Ben Eisenhardt בן אייזנהארט

No. 2 – Maccabi Rishon LeZion
- Position: Center / power forward
- League: Israeli Basketball Premier League

Personal information
- Born: December 3, 1990 (age 35) Bainbridge Island, Washington
- Listed height: 6 ft 10 in (2.08 m)
- Listed weight: 216 lb (98 kg)

Career information
- High school: Bainbridge (Bainbridge Island, Washington)
- College: Cal Poly (2010–2011); Whitman (2011–2014);
- NBA draft: 2014: undrafted
- Playing career: 2014–present

Career history
- 2014–2015: Elitzur Yavne
- 2015–2016: Maccabi Ashdod
- 2016–2023: Hapoel Be'er Sheva
- 2024–present: Maccabi Rishon Lezion

= Ben Eisenhardt =

American-Israeli basketball player

Benjamin Grant Eisenhardt (בן אייזנהארט; December 3, 1990) is an American-Israeli professional basketball player for Maccabi Rishon LeZion of the Israeli Basketball Premier League.
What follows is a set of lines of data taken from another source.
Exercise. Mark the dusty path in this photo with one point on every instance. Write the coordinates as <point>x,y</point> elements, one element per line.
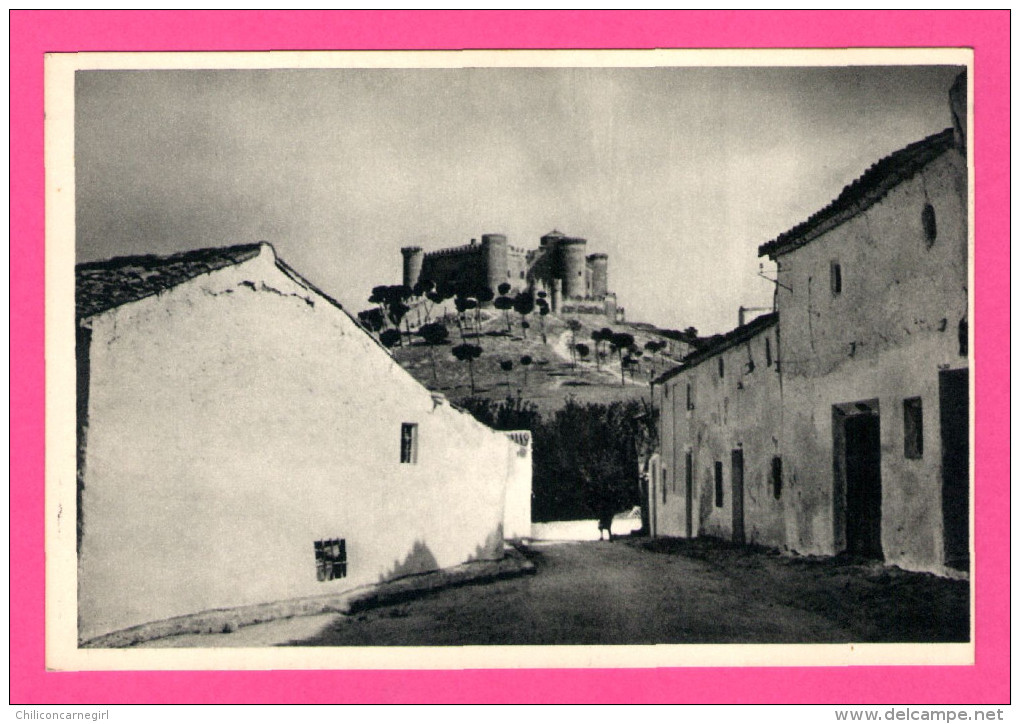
<point>648,591</point>
<point>589,592</point>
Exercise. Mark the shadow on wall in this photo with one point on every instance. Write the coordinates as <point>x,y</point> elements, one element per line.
<point>492,549</point>
<point>419,560</point>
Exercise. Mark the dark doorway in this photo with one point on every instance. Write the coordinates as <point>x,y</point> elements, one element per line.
<point>689,494</point>
<point>736,457</point>
<point>954,416</point>
<point>864,483</point>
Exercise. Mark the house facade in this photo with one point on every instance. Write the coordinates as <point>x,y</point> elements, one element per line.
<point>242,440</point>
<point>872,295</point>
<point>857,437</point>
<point>718,413</point>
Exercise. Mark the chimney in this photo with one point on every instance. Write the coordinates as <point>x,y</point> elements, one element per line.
<point>958,105</point>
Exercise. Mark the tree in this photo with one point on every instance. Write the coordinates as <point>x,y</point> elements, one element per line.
<point>435,333</point>
<point>372,319</point>
<point>523,304</point>
<point>423,290</point>
<point>574,326</point>
<point>463,304</point>
<point>620,341</point>
<point>390,338</point>
<point>507,367</point>
<point>468,353</point>
<point>543,307</point>
<point>597,339</point>
<point>525,362</point>
<point>653,347</point>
He usually plays the center or power forward positions.

==Personal life==
Eisenhardt was born in Bainbridge Island, Washington, and is Jewish. He is 6' 10" tall (208 cm), and weighs 216 pounds (98 kg). He made aliyah, becoming an Israeli citizen.

==Basketball career==
Eisenhardt attended Bainbridge High School. He averaged 12 points per game and seven rebounds per game as a senior.

As a freshman in 2010–11, Eisenhardt played basketball for California Polytechnic State University.

He attended Whitman College, playing for the Missionaries, and graduated in 2014. As a junior in 2012–13 Eisenhardt led the Northwest Conference (NWC) in scoring (442 points), was 4th in conference scoring average (16.4 ppg.) and field goal percentage (54.9%), and was 7th in rebounding (6.2 per game). He became the first Missionary to be named to the National Association of Basketball Coaches Division 3 All-American Third-Team as a junior, and was selected to the D3Hoops.com All-Region Team, and named NWC Player of the Year and First Team All-NWC. In his senior season, he missed a significant number of games with concussion symptoms.

Eisenhardt plays for Hapoel Be'er Sheva of the Israeli Basketball Premier League, at the power forward/center positions.